I have a program to compile bills received from e-mail, everything was working fine till i decided to pass a DataFrame as requirement of a function now i receive a KeyError error.
Below is the "bill_data" DataFrame:
bill_data
Fatura | Nota | Valor | vencimento |
---|---|---|---|
0 | 8375 | 385.00 | 16/10/2023 |
0 | 8376 | 362.10 | 16/10/2023 |
22578 | 8386 | 1197.89 | 16/10/2023 |
22578 | 8387 | 1505.38 | 16/10/2023 |
22582 | 8388 | 2049.82 | 16/10/2023 |
22582 | 8389 | 4138.58 | 16/10/2023 |
22579 | 8390 | 3546.34 | 16/10/2023 |
22579 | 8391 | 1389.32 | 16/10/2023 |
My function simply get each unique "Fatura", reads an xlsx archive and pass the bill_data "Fatura", "Nota" and "vencimento" information based on "Valor" that is a sum of a column from the xlsx archive.
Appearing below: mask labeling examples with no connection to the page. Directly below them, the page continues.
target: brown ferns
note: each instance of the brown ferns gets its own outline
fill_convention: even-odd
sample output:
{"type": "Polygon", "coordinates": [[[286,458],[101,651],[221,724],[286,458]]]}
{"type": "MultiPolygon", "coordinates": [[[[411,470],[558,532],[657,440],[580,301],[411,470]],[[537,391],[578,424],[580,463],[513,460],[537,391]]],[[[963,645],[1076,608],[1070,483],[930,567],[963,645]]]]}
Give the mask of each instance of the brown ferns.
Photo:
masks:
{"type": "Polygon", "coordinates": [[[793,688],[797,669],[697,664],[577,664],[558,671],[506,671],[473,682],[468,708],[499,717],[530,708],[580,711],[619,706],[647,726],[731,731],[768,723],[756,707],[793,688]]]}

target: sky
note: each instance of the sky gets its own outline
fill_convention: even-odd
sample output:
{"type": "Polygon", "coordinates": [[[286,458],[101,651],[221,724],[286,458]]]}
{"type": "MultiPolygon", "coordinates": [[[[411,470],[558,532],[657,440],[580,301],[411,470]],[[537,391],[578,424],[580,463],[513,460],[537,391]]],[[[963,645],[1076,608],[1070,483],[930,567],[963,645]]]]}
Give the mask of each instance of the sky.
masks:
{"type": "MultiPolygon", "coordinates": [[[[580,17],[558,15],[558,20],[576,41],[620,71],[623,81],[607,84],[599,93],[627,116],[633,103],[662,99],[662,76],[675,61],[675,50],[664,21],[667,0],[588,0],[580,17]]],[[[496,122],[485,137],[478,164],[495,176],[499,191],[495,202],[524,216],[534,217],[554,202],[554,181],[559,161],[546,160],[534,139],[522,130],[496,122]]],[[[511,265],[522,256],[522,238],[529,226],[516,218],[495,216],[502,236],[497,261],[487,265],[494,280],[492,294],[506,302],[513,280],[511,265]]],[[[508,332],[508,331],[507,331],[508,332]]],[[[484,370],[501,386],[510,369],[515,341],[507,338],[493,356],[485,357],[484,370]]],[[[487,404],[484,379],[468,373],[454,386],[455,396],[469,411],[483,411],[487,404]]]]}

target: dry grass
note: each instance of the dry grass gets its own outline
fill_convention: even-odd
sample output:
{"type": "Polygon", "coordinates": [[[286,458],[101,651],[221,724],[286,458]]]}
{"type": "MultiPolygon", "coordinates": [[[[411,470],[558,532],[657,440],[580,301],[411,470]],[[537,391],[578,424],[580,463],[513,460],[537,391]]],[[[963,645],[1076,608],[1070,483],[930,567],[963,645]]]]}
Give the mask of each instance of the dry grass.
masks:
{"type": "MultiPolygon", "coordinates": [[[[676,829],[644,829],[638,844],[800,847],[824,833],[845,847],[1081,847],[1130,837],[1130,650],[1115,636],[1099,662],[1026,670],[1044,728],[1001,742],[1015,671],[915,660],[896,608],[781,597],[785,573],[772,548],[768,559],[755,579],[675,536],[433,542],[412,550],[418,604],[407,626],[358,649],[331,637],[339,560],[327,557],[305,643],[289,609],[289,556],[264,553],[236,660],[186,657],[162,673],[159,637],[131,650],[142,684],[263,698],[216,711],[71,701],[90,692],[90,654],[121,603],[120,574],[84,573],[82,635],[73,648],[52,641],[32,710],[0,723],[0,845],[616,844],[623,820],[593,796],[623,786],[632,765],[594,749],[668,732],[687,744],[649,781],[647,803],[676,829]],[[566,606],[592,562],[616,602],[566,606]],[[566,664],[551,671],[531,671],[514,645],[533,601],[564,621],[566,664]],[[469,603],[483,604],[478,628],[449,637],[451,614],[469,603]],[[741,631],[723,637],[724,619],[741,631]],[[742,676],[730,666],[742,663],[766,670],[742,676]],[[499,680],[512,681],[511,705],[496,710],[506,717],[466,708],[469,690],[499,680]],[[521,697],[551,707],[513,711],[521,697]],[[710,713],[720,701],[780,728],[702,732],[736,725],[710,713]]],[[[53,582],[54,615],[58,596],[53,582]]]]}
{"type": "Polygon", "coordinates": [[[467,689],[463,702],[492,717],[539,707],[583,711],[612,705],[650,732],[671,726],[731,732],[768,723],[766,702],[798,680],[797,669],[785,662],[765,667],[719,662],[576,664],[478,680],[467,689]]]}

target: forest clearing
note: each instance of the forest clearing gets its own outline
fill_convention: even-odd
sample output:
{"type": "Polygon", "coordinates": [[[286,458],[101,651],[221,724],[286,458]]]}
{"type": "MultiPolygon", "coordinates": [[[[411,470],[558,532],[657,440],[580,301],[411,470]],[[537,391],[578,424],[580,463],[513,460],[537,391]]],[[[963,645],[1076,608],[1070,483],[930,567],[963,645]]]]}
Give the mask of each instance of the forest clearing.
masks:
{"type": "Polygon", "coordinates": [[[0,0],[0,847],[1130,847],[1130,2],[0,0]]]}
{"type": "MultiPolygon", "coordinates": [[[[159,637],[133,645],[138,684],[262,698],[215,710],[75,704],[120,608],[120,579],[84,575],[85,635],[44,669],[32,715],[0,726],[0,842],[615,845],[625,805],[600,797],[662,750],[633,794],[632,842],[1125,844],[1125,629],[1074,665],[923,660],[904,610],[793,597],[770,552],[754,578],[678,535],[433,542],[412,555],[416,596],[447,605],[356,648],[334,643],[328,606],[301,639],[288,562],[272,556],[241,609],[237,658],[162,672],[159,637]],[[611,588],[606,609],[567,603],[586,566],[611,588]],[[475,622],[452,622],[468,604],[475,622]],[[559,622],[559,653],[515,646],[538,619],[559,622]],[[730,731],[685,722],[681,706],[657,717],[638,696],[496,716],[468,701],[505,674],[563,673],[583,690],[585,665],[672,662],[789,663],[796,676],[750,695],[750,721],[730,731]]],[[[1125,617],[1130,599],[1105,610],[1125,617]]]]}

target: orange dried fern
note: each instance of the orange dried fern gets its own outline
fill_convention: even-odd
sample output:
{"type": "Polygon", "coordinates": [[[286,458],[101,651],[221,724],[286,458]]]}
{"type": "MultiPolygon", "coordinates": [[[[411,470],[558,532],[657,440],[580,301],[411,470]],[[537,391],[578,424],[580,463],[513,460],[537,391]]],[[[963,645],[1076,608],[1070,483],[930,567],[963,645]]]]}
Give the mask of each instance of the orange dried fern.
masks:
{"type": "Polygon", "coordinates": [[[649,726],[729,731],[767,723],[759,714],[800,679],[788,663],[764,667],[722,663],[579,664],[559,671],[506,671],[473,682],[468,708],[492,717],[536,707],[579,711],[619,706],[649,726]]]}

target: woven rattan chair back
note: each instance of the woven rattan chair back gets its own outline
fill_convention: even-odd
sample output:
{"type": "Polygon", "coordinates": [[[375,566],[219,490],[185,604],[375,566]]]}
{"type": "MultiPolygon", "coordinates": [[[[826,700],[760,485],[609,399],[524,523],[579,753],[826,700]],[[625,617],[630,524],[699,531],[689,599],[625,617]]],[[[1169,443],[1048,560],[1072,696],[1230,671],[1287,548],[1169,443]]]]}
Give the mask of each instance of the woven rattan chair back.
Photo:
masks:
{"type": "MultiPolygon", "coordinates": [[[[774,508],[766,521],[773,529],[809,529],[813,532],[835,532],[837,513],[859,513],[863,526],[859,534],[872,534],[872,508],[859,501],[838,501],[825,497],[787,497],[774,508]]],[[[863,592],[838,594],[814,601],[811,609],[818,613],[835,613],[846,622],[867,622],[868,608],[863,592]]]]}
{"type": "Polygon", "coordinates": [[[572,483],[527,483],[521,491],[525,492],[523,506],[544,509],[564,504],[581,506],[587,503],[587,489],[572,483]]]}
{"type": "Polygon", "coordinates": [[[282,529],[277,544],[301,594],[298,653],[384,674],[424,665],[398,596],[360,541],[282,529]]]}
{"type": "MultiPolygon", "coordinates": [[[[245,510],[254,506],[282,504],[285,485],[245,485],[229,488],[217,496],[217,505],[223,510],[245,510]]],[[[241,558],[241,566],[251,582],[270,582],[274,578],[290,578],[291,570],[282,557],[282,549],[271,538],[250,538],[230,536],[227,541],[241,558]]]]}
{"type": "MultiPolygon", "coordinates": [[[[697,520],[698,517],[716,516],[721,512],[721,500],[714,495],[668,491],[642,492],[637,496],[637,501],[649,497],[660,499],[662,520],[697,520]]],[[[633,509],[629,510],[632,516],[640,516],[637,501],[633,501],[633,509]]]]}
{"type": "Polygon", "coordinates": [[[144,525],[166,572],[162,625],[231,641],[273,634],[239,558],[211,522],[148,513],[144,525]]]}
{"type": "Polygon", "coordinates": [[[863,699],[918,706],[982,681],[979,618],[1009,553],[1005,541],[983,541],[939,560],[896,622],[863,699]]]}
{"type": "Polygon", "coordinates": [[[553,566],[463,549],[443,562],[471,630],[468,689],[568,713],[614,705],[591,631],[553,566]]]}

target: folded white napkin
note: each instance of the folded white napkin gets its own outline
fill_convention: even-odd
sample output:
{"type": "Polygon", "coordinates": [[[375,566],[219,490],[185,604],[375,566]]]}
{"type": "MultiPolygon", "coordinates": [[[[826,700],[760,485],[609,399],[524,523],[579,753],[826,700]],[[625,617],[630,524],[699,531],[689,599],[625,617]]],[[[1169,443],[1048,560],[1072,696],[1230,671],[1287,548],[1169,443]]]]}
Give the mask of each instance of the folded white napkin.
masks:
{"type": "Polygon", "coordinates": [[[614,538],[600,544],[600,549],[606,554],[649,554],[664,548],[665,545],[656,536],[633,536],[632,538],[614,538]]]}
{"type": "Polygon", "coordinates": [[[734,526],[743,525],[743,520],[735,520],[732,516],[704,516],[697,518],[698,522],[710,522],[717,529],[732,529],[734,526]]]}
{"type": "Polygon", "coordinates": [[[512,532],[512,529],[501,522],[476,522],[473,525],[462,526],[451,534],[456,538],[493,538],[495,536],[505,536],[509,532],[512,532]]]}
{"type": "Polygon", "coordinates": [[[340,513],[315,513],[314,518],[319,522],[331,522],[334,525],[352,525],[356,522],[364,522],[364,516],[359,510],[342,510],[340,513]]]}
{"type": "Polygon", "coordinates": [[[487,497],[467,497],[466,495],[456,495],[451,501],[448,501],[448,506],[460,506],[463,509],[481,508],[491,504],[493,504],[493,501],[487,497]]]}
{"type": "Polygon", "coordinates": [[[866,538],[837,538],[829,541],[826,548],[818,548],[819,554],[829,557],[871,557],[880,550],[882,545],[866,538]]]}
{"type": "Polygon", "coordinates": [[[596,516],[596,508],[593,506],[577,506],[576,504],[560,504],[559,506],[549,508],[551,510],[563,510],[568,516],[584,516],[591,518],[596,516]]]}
Below is my function "compile_extract":
compile_extract
def compile_extract(bill: pd.DataFrame, folder: Path): # ! erro com o dataframe
## Final product will look like this
extract = pd.DataFrame(
columns = [
'REL', 'ID', 'ND', 'FAT', 'VencimentoFatura', 'StatusFatura',
'StatusRelatorio', 'StatusSAP', 'Unidade de Negócio',
'CNPJ Unidade de Negócio', 'Relatório', 'Descrição',
'Motivo', 'Viajante', 'Serviço', 'Data de Emissão',
'Destino', 'Fornecedor', 'Data Início da Viagem',
'Data Fim da Viagem', 'Localizador',
'Código Centro de Custo',
'Descrição do Centro de Custo',
'Rateio de Centro de Custo',
'Valor', 'Código Projeto',
'Nome Projeto'
]
)
## Reutnrs only unique Fatura values
bills = bill['Fatura'].unique()
for i in range(len(bills)):
## Current Fatura number
bill_num = bills[i]
## Ignores zero values in Fatura
if bill_num != 0:
## Read the extract
data = pd.read_excel(folder / str(str(bill_num) + ".xlsx"))
## Hotel services
bill_hotel = data.loc[data['Serviço'] == str("Hotel")]
bill_hotel_sum = round(bill_hotel['Valor'].sum(), 2)
## Other services
bill_else = data.loc[data['Serviço']!=str("Hotel")]
bill_else_sum = round(bill_else['Valor'].sum(), 2)
## Maturity date
bill_maturity = bill.loc[bill['Fatura'] == int(bill_num)]['vencimento'].iloc[0]
# Hotel services data
## Nota number
invoice_hotel_num = bill.loc[(bill['Fatura'] == int(bill_num)) & (bill['Valor'] == bill_hotel_sum)]['Nota']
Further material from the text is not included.